Sin embargo, el desafío del agua sigue siendo uno de los mayores desafíos a los que se enfrenta el mundo en la actualidad. Según datos de Naciones Unidas, a día de hoy, más de 2.200 millones de personas no tienen acceso a agua potable segura y 4.200 millones no tienen acceso a servicios de saneamiento básicos. La consecuencia de esto es que muchas personas mueren cada año por enfermedades relacionadas con el agua y la falta de saneamiento.
Pero hay una luz al final del túnel. La Agenda 2030 para el Desarrollo Sostenible, una hoja de ruta universal adoptada por los 193 países miembros de las Naciones Unidas, establece una meta para poner fin a la escasez de agua y la sequía para 2030, y garantizar el acceso universal al agua potable y al saneamiento. Además, hay un número cada vez mayor de empresas comprometidas a ayudar a resolver esta crisis, a través de soluciones innovadoras para la gestión del agua, la conservación del agua y la mejora del acceso al agua potable.

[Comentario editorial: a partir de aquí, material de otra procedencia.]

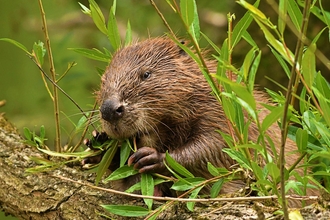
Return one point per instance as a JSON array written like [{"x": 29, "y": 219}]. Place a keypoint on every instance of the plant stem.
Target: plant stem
[
  {"x": 53, "y": 75},
  {"x": 289, "y": 99}
]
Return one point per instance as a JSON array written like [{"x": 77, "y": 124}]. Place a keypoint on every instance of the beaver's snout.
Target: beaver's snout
[{"x": 112, "y": 110}]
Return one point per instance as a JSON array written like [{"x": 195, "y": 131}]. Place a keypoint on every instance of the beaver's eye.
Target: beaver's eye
[{"x": 146, "y": 75}]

En resumen, el trabajo de Abel Cruz en el Perú nos muestra cómo una sola persona puede hacer una gran diferencia en la supervivencia y el bienestar de una comunidad. Sin embargo, para abordar la crisis global del agua, necesitamos un enfoque más amplio y enfoques innovadores como el de Abel son aquellos que pueden ayudarnos a avanzar hacia soluciones sostenibles.